Three-dimensional (3D) printing, also termed additive manufacturing, has advanced from a commercial industrial process to one that is now commonly used in households and schools by hobbyists and children. There are several types of 3D printing processes, one of these being fused filament fabrication. For this type of printing, a thermoplastic material in the form of a filament is fed into a heated printer extruder printer head. The heated material is then deposited on a print bed in a pattern predetermined by code to create a 3D object. Filaments consisting of polylactic acid or acrylonitrile butadiene styrene are commonly used. Metals are added to these filaments to enhance the stability, thermal and mechanical properties, and tensile strength of the 3D printed object (Tedla et al., 2022). Copper, gold, iron, and zinc are examples of metals added to 3D printer filaments.

Recent studies have shown the potential for inhalation exposure to particles and volatile organic compounds emitted during the 3D printing process (Byrley et al., 2021; Tedla et al., 2022; Vallabani et al., 2022). These and other studies have suggested there is a risk to adverse health effects by inhalation of these emissions from 3D printers. Oral exposure to the final printed objects, particularly in children, and in some cases to the filaments is possible. However, this route of exposure is not well characterized for 3D printers. Oral exposure scenarios of the printer filaments or printed objects include ingestion, mobilization by saliva during mouthing, and mobilization by sweat following dermal contact. Inhaled particles that impact the muco-ciliary lining of the conducting airways may also be cleared and swallowed (Stuart, 1984).

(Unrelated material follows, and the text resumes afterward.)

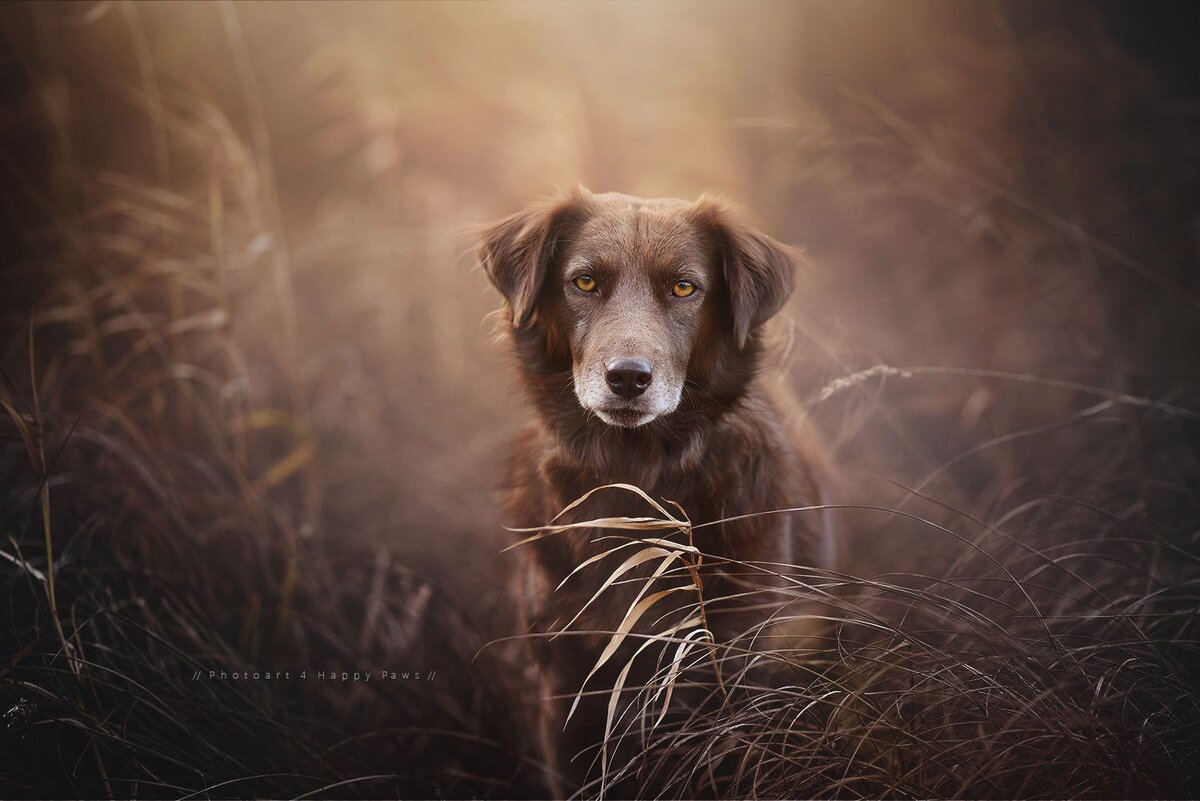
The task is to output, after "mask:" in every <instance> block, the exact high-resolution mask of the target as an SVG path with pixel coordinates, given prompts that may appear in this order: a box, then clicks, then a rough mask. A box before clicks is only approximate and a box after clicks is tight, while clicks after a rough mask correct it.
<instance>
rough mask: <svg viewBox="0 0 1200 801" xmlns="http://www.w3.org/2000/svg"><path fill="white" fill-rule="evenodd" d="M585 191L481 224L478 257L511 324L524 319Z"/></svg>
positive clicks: (541, 285) (530, 315) (578, 207)
mask: <svg viewBox="0 0 1200 801" xmlns="http://www.w3.org/2000/svg"><path fill="white" fill-rule="evenodd" d="M586 192H587V191H586V189H583V188H582V187H581V188H580V189H576V191H575V192H572V193H570V194H566V195H563V197H559V198H553V199H551V200H544V201H540V203H535V204H533V205H530V206H528V207H526V209H524V210H523V211H518V212H517V213H515V215H512V216H511V217H506V218H505V219H502V221H500V222H498V223H496V224H493V225H492V227H490V228H487V229H486V230H485V231H484V233H482V236H481V237H480V243H479V263H480V264H481V265H482V267H484V270H485V271H486V272H487V277H488V278H491V279H492V283H493V284H494V285H496V288H497V289H499V290H500V294H502V295H504V299H505V300H506V301H508V303H509V308H510V309H511V312H512V325H514V326H516V327H518V329H520V327H524V326H526V325H528V324H529V323H530V320H532V319H533V315H534V309H535V307H536V305H538V295H539V294H540V293H541V287H542V283H544V282H545V279H546V275H547V272H548V271H550V265H551V263H552V261H553V259H554V253H556V249H557V247H558V243H559V239H560V237H562V236H563V234H564V229H565V227H566V224H568V222H569V221H570V219H571V218H574V216H575V215H576V212H578V211H580V207H581V204H582V203H583V201H584V200H586V195H584V193H586Z"/></svg>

A variety of metals and metalloids have been found in toys, low-cost jewelry, and costume cosmetics (Akimzhanova et al., 2020; Cui et al., 2015; Guney and Zagury, 2012; Guney and Zagury, 2013; Guney et al., 2020; Perez et al., 2017). Arsenic, cadmium, copper, and lead are examples of metals and metalloids found in these products. Guney and Zagury (2013) reported that several toys and children's jewelry had concentrations of metals that exceeded the Europeon Union's total concentration migratable concentration limits. Cadmium, lead, and copper were found to be at very high levels in some of the items examined (37–71%, w/w). These high levels of metals and metalloids in toys and jewelry place people, particularly children, at a risk of poisoning. For example, in 2006, the Centers for Disease Control reported the death of a child that had ingested a metallic charm that later was found to contain high levels of lead (CDC, 2006).

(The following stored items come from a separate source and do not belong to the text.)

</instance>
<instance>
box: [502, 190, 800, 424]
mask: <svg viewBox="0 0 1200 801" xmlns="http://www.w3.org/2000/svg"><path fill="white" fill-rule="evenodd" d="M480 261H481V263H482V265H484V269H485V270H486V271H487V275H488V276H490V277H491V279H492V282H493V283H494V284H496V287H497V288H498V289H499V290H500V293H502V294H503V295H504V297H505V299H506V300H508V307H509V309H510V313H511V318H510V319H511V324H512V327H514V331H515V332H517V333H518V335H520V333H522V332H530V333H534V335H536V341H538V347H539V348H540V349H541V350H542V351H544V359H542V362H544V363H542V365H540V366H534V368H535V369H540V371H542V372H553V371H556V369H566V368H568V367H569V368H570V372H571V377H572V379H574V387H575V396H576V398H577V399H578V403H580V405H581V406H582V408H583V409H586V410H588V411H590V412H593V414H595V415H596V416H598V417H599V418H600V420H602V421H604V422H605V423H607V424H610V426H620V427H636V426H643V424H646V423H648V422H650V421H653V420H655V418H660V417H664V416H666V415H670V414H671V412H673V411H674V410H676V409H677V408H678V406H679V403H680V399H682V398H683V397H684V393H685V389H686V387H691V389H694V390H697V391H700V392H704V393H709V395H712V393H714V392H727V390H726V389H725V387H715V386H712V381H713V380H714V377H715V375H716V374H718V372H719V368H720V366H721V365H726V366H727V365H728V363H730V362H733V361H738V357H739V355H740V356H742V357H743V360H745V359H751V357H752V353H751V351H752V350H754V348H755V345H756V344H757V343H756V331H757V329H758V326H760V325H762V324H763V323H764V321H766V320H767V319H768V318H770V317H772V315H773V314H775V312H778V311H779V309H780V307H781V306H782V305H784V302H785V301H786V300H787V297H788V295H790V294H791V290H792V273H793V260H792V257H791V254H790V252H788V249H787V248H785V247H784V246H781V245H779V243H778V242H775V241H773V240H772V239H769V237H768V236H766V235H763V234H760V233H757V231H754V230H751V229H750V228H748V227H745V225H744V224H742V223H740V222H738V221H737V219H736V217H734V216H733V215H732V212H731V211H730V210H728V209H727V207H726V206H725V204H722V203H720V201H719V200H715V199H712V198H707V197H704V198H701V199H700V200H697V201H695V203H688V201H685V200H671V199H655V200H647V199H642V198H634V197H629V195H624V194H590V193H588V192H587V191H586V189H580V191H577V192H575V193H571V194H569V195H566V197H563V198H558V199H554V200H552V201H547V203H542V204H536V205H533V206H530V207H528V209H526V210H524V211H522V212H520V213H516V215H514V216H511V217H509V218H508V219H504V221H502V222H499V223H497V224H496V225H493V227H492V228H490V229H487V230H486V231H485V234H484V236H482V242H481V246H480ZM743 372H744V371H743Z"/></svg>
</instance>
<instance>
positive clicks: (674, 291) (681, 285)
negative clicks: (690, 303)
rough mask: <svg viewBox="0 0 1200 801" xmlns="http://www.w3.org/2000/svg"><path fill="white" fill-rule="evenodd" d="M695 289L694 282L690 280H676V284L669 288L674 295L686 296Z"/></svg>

Studies have shown that metals and metalloids in toys and jewelry are bioaccessible (Cui et al., 2015; Guney and Zagury, 2013; Guney et al., 2014). Bioaccessibility can be defined as the fractional amount of an ingested substance that is soluble in the gastrointestinal tract and is available for absorption (Rodrigues et al., 2022). Bioaccessibility is determined using an in vitro method, which measures the release of a chemical from another substance; for example, the release of a metal from soil or a toy. The results are used to predict oral bioavailability, which is the fractional amount of a substance ingested that reaches the systemic circulation (Rodrigues et al., 2022). Cui et al. (2015) reported the high bioaccessibility of antimony, arsenic, cadmium, chromium, and nickel from toys under saliva mobilization or gastric ingestion. Risks, calculated in terms of the hazard index (ratio of chemical daily intake to reference dose), were >1 for several toys containing these metals and metalloids. Thus, metals and metalloids in toys present a potential adverse health risk following ingestion.

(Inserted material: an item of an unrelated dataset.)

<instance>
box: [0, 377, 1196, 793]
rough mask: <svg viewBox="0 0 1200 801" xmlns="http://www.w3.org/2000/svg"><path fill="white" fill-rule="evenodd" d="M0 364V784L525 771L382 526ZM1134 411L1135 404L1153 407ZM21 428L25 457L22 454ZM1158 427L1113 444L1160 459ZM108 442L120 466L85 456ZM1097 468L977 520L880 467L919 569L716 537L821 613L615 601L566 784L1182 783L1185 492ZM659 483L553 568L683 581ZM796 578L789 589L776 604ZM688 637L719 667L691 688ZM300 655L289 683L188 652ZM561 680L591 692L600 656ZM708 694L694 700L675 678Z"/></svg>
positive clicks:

A scenario exists whereby people may be exposed by the oral route to 3D printer filaments or objects printed by this process. The objective of this study was to investigate the cytotoxicity of printed objects (extruded fibers) made with 3D printer metal-fill filaments in rat and human intestinal cells following incubation in simulated gastric fluid. We also assessed the physical characteristics of the treated filaments by scanning electron microscopy and x-ray absorption spectroscopy to address the mechanism of metal ion released from the metal powder-containing polymer.